"Sejak kapan kamu mengikuti aku?" Vayla mundur selangkah, menjauhi rumahnya sendiri, menjauhi pemuda itu. Dalam pikirannya ia berusaha mengingat teori sprint yang pernah diajarkan guru olahraganya. Bersamaan dengan itu ia juga menyesal tidak membiarkan Dita menemaninya masuk ke rumah juga menolak ajakan Dita untuk masuk sekolah hari ini.
"Aku tidak membuntutimu," sanggah pemuda itu.
Vayla kembali mundur mendengar jawaban itu. Jelas-jelas pemuda itu berusaha menemuinya sejak semalam bahkan dia juga tahu kapan terakhir kali Vayla mengunci pintu gerbang.
Tanpa menunggu lama, Vayla pun segera berbalik dan sebelum berhasil mempraktikkan teori sprint yang diajarkan gurunya, pemuda itu sudah berhasil meraih lengan kanan Vayla.
"Lepaskan!" teriak Vayla ketakutan.
"Tenang! Aku bukan orang jahat!"
"Lepaskan! Atau aku akan teriak!" ancam Vayla.
"Kamu sudah berteriak," jawab pemuda itu mengingatkan.

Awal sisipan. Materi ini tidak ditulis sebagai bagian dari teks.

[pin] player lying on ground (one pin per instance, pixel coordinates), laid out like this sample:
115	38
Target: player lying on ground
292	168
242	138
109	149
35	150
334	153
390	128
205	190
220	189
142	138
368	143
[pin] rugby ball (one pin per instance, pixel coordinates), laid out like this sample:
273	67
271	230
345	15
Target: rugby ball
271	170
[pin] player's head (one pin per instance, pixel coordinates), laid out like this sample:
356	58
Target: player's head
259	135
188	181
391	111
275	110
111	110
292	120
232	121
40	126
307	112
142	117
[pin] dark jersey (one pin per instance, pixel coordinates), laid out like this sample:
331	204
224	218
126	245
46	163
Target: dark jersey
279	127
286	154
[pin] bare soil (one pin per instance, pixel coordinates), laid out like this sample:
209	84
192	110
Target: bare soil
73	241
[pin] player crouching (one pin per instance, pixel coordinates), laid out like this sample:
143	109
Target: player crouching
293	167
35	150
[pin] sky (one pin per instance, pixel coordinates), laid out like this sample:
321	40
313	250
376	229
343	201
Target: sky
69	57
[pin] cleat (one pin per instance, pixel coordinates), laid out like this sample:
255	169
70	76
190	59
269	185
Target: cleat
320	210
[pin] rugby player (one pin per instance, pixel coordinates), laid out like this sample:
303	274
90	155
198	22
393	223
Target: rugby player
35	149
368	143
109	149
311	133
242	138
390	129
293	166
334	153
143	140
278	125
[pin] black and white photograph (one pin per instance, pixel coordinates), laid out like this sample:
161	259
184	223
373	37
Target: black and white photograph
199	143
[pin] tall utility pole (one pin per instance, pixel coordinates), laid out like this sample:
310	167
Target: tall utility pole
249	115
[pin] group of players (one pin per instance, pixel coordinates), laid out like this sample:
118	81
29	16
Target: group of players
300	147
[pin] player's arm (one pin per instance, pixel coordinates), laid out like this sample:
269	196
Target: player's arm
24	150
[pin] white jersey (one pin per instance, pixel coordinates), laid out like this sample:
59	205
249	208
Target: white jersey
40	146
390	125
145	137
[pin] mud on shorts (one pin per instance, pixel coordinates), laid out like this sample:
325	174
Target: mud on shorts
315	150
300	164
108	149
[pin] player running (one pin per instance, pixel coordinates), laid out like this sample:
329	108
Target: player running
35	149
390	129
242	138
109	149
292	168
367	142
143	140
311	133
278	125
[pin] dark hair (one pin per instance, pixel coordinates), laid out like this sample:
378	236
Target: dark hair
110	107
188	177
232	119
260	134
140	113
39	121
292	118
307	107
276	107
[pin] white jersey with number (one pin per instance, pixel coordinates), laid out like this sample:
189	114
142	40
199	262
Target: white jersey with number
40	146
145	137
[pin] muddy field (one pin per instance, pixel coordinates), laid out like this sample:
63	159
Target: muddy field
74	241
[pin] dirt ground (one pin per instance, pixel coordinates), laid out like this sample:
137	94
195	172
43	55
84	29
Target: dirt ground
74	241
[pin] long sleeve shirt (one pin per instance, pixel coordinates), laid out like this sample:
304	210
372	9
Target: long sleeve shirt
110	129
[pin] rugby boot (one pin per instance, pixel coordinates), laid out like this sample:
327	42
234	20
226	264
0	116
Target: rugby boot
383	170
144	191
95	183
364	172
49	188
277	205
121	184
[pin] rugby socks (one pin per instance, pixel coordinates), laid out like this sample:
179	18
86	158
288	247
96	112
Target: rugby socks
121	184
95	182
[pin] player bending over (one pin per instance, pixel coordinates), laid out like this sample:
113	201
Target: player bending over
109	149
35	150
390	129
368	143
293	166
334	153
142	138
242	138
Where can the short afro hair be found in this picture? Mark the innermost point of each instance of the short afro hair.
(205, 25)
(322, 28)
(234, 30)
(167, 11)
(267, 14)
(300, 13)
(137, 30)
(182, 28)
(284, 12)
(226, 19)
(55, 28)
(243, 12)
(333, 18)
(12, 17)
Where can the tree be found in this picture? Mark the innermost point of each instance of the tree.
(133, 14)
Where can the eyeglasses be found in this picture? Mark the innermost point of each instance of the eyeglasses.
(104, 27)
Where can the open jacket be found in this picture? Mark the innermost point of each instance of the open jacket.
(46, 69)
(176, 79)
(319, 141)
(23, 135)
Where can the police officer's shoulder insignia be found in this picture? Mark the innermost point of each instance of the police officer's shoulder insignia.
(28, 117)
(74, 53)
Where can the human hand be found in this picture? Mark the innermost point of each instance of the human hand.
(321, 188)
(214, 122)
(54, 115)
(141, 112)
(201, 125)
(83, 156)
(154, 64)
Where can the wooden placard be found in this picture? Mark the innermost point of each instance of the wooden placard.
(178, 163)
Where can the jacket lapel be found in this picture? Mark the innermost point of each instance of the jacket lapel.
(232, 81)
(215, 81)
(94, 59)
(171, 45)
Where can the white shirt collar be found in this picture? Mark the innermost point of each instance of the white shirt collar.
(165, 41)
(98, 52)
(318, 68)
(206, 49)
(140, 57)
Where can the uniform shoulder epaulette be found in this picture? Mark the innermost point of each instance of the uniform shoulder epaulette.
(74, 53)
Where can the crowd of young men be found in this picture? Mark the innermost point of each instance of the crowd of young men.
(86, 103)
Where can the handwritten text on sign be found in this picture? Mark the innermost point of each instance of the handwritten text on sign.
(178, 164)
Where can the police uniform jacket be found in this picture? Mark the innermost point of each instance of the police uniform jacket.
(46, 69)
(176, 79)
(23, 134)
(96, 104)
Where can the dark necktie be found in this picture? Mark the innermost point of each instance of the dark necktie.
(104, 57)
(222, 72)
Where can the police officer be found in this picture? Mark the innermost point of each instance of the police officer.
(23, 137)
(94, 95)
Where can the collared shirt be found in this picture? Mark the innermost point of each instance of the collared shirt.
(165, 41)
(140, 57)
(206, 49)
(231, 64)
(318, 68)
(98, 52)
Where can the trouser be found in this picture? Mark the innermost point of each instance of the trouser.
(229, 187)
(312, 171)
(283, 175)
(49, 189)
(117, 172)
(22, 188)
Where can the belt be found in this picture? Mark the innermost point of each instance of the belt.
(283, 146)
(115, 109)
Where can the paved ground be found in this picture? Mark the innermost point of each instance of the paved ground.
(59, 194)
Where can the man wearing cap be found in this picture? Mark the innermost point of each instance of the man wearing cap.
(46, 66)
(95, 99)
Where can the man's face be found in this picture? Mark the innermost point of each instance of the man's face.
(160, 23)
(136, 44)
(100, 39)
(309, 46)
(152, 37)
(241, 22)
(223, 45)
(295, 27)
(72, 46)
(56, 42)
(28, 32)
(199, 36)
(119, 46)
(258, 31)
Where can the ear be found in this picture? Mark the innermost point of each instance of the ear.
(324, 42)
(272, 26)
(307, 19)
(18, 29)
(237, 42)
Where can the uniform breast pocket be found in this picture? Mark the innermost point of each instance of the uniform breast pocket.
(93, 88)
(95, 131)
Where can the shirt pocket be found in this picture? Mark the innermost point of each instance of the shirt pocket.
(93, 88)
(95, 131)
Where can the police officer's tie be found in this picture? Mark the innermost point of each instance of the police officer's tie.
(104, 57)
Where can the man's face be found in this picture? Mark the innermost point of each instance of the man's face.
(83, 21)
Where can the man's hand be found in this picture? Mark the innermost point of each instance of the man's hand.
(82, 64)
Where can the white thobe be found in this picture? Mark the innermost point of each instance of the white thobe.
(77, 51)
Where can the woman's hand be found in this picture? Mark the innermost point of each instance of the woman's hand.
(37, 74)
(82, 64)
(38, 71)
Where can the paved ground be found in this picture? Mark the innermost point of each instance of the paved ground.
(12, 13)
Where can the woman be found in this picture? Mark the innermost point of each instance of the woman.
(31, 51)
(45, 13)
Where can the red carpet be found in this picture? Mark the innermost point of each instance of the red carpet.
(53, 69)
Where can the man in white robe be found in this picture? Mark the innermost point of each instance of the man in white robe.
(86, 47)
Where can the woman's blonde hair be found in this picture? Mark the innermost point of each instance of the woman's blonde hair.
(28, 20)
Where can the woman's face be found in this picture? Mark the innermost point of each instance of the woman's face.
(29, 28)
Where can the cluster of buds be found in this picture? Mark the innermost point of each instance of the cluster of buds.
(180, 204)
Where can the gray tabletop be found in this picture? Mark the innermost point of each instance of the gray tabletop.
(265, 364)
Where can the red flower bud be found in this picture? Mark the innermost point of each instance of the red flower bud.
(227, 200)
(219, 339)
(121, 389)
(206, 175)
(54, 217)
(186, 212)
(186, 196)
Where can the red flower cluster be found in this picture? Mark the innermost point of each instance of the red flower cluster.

"Aku bilang lepaskan!" Vayla berontak, berusaha melepaskan sendiri lengannya dari cengkeraman pemuda itu.
"Ok, aku lepaskan, tapi tolong tenang," pinta pemuda itu.
Perlahan pemuda itu melepaskan genggamannya, mengangkat kedua tangannya ke udara sambil memastikan bahwa Vayla tidak akan kabur lagi.